Unsurprisingly, Disney is suing to block the reversion, claiming that the Marvel characters are not eligible for reversion because they were “works made for hire.”
The case will be fascinating, and closely watched by creators and creators’ advocates, in part because it’s a rematch of an earlier fight. In 2014, Marc Toberoff represented the estates of Superman creators, Jerry Siegel and Joe Shuster, who were paid a flat sum of $130 for the rights to their creation by DC in 1938 and died in poverty, in a bid to revert the rights to Superman. He lost — and Warners (DC’s parent company) went scorched earth in retaliation, trying to scare off other would-be reverters by claiming that Toberoff was guilty of “tortious interference” in their contract with Siegel and Schuster; they also tried (unsuccessfully) to have Toberoff sanctioned by the judge in the case.
Toberoff’s nemesis in the Superman case was Dan Petrocelli, who represented Warners. Today, Toberoff is representing the Marvel heirs, and Petrocelli has been retained by Disney for a rematch.
I’m not going to make a guess at the outcome of this case. It will doubtless turn on technicalities of the “Marvel Method,” and on the specific nature of the contracts that the Marvel creators entered into with the company. These are likely to be quite a hodgepodge, as Marvel went through a series of bankruptcies and near-bankruptcies and labored under chaotic management for most of its corporate history. Large media companies have surprisingly bad contracting policies — a Star Trek original series creator of my acquaintance claims that they retained the rights to a major aspect of the series, one that Paramount freely reused without any royalties or permissions, in violation of their contract. My source believes Paramount doesn’t even realize it doesn’t have the rights to do what it’s doing.

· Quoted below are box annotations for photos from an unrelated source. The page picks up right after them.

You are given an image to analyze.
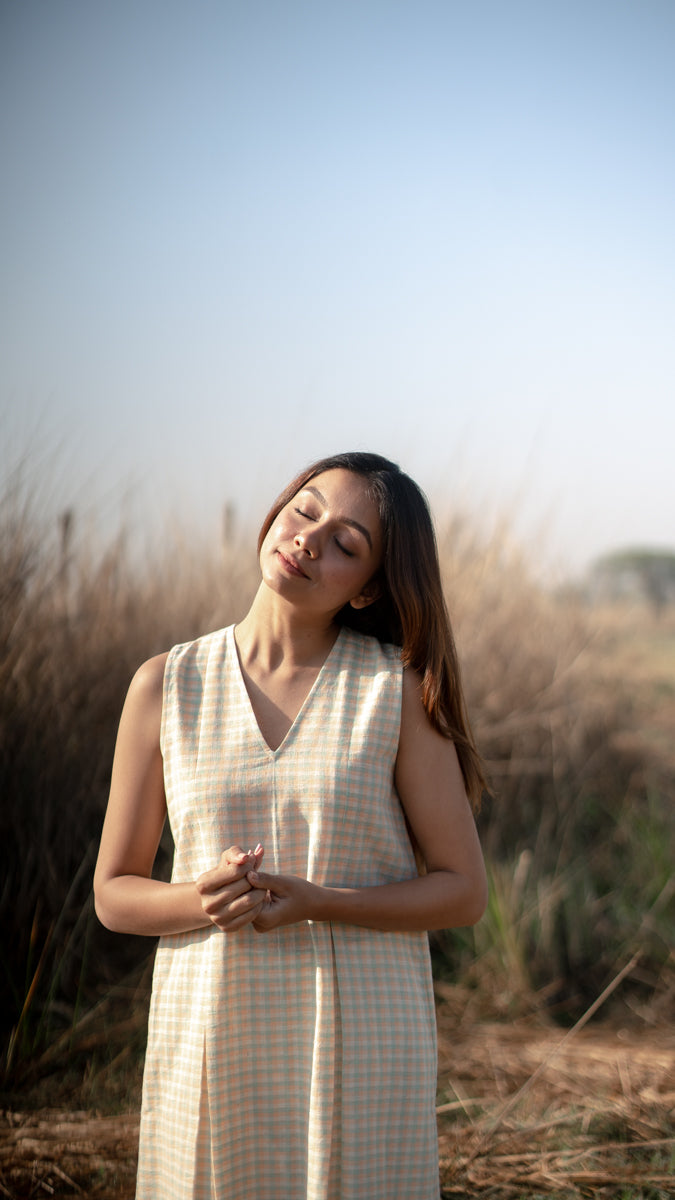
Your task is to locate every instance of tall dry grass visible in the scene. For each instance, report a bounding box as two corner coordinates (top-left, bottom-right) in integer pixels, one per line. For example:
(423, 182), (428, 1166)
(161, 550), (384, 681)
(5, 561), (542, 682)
(0, 468), (675, 1099)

But beyond the legal technicalities, the outcome of Disney’s case is extremely hard to predict. In 2014, Disney settled with the Jack Kirby estate in a similar case that was headed for the Supreme Court. The terms of the settlement were undisclosed, though again, I’ve heard that the sums involved were staggering, implying that Disney decided that an unfavorable Supreme Court ruling was possible — and could be ruinous.
If I had to bet on the outcome of these cases, I’d bet on another settlement. Disney doesn’t want to set a pro-reversion settlement in the nation’s highest court, and beyond that, the company has to be eyeing the resurgence of antitrust enforcement (including a focus on monopolists’ exploitative labor practices) with trepidation, and at least some of its lawyers will be pushing to have the company put on a show of its benign rule.
But more important than the outcome of these cases is the future of reversion itself. As the culture industries become more concentrated and more profitable, and as the median incomes of culture workers fall, reversion is a powerful tool for helping ensure that when a work of art is commercially successful, artists share the riches.
Nonprofits like the Authors Alliance have done important work in producing tools to help automate reversion, but the process is still too complicated and it takes too long to invoke. A 25-year reversion standard — or, hell, a “Framer’s Reversion” at 14 years — would have no impact on the vast majority of works, but would still have a dramatic effect on the financial straits of the creators whose works bring joy to millions.
I declare an interest here. Not only am I an author, but I’m also a member of the advisory board for the Authors’ Alliance; I also collaborated with Rebecca Giblin, co-author of the reversion study linked above, to write a book called The Shakedown that explores the way that the entire creative supply chain is tilted away from creators’ interests, and explores novel tools for putting more money in creators’ pockets, from reversion to prohibiting certain contracting terms, from worker co-ops to trade unions, and beyond.